Duration: 100 seconds

Height Requirements: 55"

Maximum Height: 300 feet

Distance Off Ground: 10 feet

Manufacturer: Grand Dynamic Coasters Inc.

Maximum Speed: 150 km/h

## Fun Facts

>Empire Amusement Parks 20th Roller Coaster

>First Roller Coaster to touch 300 feet

## Birth of Flight of Fear

## Final Copy

## Problems

During the creation of this rollercoaster we had discussed what we enjoyed the most on our favorite rollercoaster and put that into creating this. Things like multiple drops were taken into consideration and changing direction a lot. We found that having few bigger drops were not as fun as having smaller drops. Also we found that having a lot of changing directions (up and downs) made for a fun ride. At first we thought it would be easy to create a simple rollercoaster from a few equations learned this year but then having to get the numbers down correct and restrictions as well as making it look realistic proved to be a difficult task. We made simple graphs without transformations then slowly added transformations. When that was done we zoomed in on each and make sure they link correctly. Few equations needed to be deleted and switched for others because it made the rollercoaster transition smoothly. We also increased our time to 1000 making every 10 units one second. This gave us fewer decimals.

## General Description of each equation

The main goal for Grand Dynamic Coasters Inc. was to design and height vs time roller coaster with a few restrictions. The roller coaster had to be made with functions used in MHF4U0. Also it needed to complete itself in 100 seconds as well as keep between a height restriction of [yeR/10<y<300].

This coaster consists of multiple functions.
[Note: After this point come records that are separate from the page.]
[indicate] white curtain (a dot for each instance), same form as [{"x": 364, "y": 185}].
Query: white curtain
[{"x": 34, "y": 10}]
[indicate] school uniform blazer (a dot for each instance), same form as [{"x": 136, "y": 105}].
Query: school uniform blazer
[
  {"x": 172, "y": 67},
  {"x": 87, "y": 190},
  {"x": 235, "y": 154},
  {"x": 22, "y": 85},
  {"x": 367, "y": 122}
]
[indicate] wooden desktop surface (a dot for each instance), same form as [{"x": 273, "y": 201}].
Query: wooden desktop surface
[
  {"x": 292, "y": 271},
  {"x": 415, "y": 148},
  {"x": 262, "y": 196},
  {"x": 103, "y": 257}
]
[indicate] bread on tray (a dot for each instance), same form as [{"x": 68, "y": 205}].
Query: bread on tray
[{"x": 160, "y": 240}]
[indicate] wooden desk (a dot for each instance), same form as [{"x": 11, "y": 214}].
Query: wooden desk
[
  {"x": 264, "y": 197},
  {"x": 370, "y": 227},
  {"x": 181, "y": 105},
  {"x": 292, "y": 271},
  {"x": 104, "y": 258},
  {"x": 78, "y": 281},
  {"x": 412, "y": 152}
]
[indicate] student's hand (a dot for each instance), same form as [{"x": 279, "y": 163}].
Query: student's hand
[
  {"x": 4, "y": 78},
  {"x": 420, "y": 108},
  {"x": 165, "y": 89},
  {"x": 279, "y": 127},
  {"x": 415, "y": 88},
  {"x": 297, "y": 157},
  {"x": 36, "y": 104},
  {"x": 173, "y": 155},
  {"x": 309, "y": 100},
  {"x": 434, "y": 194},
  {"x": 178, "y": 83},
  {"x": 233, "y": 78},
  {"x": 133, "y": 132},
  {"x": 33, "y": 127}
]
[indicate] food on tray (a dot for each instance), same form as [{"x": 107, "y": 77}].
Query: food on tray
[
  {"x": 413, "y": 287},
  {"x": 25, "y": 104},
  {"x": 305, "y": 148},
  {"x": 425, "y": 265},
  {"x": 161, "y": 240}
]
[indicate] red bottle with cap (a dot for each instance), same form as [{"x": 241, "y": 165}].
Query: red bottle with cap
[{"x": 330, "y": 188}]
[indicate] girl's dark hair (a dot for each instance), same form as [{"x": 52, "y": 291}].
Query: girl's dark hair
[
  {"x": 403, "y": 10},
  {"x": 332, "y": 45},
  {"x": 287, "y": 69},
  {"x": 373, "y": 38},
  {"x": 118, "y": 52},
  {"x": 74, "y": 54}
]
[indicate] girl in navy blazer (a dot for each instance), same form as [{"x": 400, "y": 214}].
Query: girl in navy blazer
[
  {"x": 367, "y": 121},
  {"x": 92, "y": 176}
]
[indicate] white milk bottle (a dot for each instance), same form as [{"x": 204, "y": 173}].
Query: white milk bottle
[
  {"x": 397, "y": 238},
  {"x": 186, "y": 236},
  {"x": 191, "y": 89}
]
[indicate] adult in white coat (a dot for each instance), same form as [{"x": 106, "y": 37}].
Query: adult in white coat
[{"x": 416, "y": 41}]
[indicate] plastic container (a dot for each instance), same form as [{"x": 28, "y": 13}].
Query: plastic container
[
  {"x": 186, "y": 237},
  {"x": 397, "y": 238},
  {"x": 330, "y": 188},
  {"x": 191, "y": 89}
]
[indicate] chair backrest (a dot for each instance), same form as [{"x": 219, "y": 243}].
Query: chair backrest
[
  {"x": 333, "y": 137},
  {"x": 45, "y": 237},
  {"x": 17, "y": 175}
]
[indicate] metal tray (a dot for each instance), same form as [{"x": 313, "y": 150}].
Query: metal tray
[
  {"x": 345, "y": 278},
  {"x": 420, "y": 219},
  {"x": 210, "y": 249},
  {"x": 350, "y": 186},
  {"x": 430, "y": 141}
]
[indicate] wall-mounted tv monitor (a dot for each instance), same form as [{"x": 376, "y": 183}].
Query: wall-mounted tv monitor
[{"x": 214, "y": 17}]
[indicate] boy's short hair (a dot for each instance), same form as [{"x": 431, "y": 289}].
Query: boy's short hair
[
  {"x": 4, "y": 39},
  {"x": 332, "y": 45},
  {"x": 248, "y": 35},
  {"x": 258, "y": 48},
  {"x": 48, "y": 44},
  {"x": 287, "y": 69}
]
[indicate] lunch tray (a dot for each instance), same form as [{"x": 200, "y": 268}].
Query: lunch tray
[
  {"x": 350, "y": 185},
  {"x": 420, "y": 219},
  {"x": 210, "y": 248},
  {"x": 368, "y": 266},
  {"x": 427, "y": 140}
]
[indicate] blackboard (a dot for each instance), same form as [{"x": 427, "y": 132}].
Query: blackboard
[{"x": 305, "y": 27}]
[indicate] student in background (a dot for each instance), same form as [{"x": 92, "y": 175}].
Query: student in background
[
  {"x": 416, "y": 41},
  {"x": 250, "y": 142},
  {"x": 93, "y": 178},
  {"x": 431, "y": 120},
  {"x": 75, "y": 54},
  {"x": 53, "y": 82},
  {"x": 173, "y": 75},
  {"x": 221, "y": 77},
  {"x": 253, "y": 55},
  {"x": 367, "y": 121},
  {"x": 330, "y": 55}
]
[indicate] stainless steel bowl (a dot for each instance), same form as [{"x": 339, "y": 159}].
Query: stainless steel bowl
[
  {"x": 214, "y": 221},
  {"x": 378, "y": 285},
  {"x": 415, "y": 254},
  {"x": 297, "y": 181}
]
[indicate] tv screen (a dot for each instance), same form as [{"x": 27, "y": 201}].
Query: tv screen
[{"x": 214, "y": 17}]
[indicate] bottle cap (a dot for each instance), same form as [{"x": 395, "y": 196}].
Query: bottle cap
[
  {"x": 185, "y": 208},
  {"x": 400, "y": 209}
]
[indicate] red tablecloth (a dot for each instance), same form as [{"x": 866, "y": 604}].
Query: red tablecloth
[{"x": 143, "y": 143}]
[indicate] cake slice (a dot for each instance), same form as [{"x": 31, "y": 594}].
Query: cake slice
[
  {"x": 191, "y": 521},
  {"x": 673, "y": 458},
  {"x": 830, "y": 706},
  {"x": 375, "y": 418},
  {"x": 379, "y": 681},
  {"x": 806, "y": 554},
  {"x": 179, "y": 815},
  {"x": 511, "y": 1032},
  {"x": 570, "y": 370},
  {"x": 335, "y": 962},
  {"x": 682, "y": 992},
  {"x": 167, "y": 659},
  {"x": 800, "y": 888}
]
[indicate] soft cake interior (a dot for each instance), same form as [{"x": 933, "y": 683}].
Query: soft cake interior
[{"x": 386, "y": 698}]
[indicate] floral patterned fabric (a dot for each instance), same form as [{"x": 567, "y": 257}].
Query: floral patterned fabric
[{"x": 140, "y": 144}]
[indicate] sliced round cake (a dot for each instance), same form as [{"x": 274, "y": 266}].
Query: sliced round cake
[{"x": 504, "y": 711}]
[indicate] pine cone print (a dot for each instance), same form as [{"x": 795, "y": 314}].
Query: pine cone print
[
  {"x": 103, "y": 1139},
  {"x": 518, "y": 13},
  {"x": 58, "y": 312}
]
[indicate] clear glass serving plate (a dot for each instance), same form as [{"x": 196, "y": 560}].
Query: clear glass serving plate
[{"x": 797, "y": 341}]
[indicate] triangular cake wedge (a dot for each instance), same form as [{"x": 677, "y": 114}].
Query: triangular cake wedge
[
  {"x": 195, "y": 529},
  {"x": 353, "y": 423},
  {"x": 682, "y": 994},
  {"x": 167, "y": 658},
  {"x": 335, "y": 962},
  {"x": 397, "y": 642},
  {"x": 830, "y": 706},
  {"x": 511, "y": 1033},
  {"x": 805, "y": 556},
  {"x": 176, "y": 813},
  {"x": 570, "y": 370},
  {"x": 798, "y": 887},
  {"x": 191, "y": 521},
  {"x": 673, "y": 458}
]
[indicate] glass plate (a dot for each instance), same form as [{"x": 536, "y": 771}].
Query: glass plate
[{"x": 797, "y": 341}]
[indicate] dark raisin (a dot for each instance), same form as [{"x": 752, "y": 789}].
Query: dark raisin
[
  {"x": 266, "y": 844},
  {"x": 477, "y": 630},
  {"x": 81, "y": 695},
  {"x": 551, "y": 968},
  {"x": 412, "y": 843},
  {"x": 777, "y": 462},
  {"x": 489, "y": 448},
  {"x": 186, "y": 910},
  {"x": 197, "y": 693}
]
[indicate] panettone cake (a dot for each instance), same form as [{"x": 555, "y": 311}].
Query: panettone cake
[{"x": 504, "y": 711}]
A function can be described as a relation in where every x value has a different y value.

Since this was a height vs time graph, the x axis became time (independent variable), and the y axis became height (dependent variable).

**1. y = 10 **

D{xeR|0 ≤ x ≤ 60.6} , D{xeR}

R{yeR|y=10}

Horizantal line at y=10.

Horizantal line at y=10 with line starting at an x value of 0 and ending at x=60.6.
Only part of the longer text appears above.